朱皇帝在文化上獨樹孔子之後,不久恢復了科舉。這給元時「十儒九丐」的潦倒文人士子們打了一針強心劑,使他們的人生又有了希望,又有了奔頭,都以亢奮之心躋身於科舉「管道」,於是傳授入仕經學的書院書館及塾學堂,如雨後春筍。
實際上,元時以私人學名開館授業的現象更司空見慣,最多時達四萬幾千處,而明中期才一萬幾千處。這是因為,元朝廷與軍隊逃離中土之際,不但帶走了蒙古人,也卷挾走了不少漢人——至明中期,在籍人口方達到六千餘萬。而明的院、館、塾,與元有本質不同。後者所教授,在廢了科舉的情況下,只能以藝技為主業,即謀生手段,如現在的「文藝培訓班」;而前者,則又重新祭起了「修齊治平」的經世之道的旌幡。
唐詩、宋詞、元曲的水平已各處巔峰,明的文人士子們皆知無望達及,於是他們之「文以載道」的能動性,逐漸轉向了縱論時政方面。可以這樣認為——明之文人士子,比起前人,是最「關心國家大事」的。這又因為,元是中國歷史上異族統治漢人的朝代,以往一向是以漢人為中心的。所以明之滅元,意味著歷史回到了「正軌」,是對整個漢人的拯救。此時的朱皇帝功莫大焉,怎麼重新將國體設計完美了——許多文人士子都希望能在這機遇與挑戰並存的歷史關頭,貢獻繼往開來的思想。
然而朱氏另有想法,更相信於自己的英明。他的設計是中央高度集權,連宰相也不任命,舉凡一切政策法規,更喜歡產生於自己的頭腦。
明是中國歷史上由農民領導,靠農民起義所建立的朝代。所謂匹夫登基,草民稱皇。這樣的一個皇帝,治國理政的資質顯然在各階層內心裡都是存疑的。儘管他在南京當皇帝當的挺有魄力,但那當的只不過是半片漢土的皇帝;如今當整片漢土的皇帝了,兩碼事。能力欠足,有待觀察。
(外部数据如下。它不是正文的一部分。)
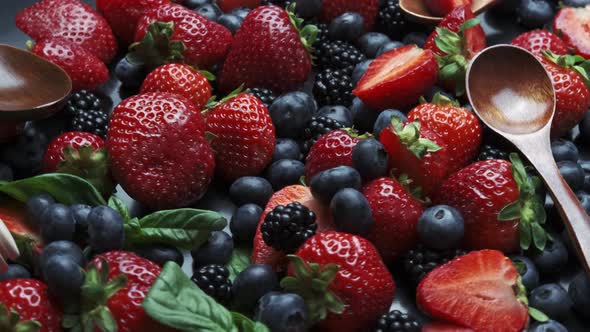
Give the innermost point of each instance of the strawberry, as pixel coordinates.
(271, 50)
(27, 300)
(498, 203)
(456, 40)
(572, 95)
(158, 150)
(572, 25)
(172, 32)
(397, 78)
(179, 79)
(395, 217)
(262, 253)
(123, 15)
(359, 286)
(243, 136)
(480, 290)
(419, 153)
(538, 40)
(457, 127)
(86, 70)
(71, 20)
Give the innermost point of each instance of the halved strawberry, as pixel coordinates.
(398, 78)
(480, 290)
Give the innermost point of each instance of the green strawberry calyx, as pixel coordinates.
(453, 65)
(10, 321)
(312, 282)
(529, 208)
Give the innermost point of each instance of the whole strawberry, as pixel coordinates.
(360, 286)
(71, 20)
(86, 70)
(25, 303)
(395, 217)
(243, 136)
(179, 79)
(498, 203)
(158, 150)
(269, 51)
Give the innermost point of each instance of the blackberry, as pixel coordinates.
(418, 262)
(317, 127)
(214, 280)
(397, 321)
(286, 227)
(333, 87)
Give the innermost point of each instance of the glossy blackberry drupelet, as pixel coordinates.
(397, 321)
(286, 227)
(333, 87)
(214, 280)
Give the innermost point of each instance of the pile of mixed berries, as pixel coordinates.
(341, 133)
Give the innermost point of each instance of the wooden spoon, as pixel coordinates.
(512, 93)
(417, 11)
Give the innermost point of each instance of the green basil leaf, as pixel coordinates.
(174, 300)
(182, 228)
(65, 188)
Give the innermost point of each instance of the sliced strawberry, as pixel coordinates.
(398, 78)
(480, 290)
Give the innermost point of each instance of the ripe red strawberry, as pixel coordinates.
(180, 33)
(72, 20)
(331, 150)
(86, 70)
(572, 25)
(395, 216)
(480, 290)
(461, 38)
(123, 15)
(158, 150)
(397, 78)
(457, 127)
(494, 196)
(419, 153)
(243, 136)
(179, 79)
(538, 40)
(361, 286)
(268, 51)
(30, 300)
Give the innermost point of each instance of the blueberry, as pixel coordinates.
(384, 120)
(105, 229)
(338, 113)
(160, 254)
(552, 300)
(251, 284)
(284, 172)
(535, 13)
(217, 250)
(250, 189)
(370, 42)
(351, 212)
(244, 222)
(57, 223)
(327, 183)
(282, 312)
(527, 270)
(370, 159)
(572, 173)
(15, 271)
(291, 112)
(36, 205)
(441, 227)
(348, 26)
(564, 150)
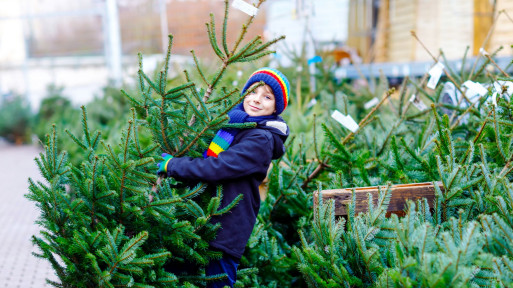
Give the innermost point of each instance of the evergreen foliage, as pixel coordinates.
(108, 221)
(449, 244)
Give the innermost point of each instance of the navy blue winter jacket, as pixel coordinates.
(240, 169)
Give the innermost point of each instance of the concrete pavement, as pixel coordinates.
(18, 267)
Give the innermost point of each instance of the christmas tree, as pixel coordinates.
(110, 221)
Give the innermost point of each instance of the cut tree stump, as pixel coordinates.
(400, 194)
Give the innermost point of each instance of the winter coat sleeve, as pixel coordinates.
(252, 154)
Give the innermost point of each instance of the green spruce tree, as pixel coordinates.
(110, 221)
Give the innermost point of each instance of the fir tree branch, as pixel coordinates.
(324, 162)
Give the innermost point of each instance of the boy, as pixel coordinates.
(238, 159)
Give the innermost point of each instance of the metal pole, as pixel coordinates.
(114, 42)
(163, 25)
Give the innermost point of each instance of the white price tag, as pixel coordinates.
(347, 121)
(497, 85)
(475, 90)
(311, 103)
(245, 7)
(340, 73)
(435, 73)
(417, 103)
(373, 102)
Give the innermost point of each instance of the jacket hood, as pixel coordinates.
(280, 131)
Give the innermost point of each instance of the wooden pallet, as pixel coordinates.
(400, 194)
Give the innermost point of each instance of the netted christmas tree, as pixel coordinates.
(110, 221)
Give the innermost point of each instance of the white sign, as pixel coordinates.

此種情況下,若坐皇位的屁股尚沒溫乎,竟被殺了,且滅族了,歷史結論很可能是——為國為民祛憂,除掉庸君;取而代之有理,另擁聖明也有理。而只要能順利地將皇位傳至三代以後,情況則不同了。那時社稷姓朱,便成共識。只要子孫當皇帝當得並不明顯地昏聵無能,別人若起取代野心,顧慮將是很大的——歷史結論將是「篡位」「弒君」,都是大逆不道之罪名。此種事曹操生前都不敢做;劉邦生前最怕他的「戰友」們做;後來的曾國藩避嫌唯恐不及,皆因害怕在歷史上留下「竊國」「亂臣賊子」的罵名。
朱氏深諳此點,故其集權、專制,是要為子孫後代夯實皇基。無論是確有人覬覦他的皇位,還是他自己疑心過重無事生非,總之他不久剪除起「戰友」來,做法心狠手辣,莫須有之織罪,他運用起來也易如反掌。
而以上兩點,當然違揹他一定要做明君聖主的誓言。明不明聖不聖的,不在他考慮的範圍。目的卻達到了,命官們特別是些個自作多情的文人士子,於是都緘默其口了。他們終於明白,皇上尊崇孔子,其實只是要臣忠民良而已。至於他自己,根本不打算做孔子的好學生。
集權也罷,專制也罷,對一個朝代的初定而言,效果卻往往立竿見影。並且,他的某些國體設計和主見,在當時也算考慮獨到,例如儘量避免戰事發生,使民得以喘息繁衍;官吏俸祿標準親訂,以防滋生腐敗;軍費由國庫直接撥給,以杜絕軍方勒民現象;留在漢土的蒙古及其他少數民族,不得在本族間婚配。不論嫁娶,一方必得是漢人。以強迫方式,消弭民族仇隙等等。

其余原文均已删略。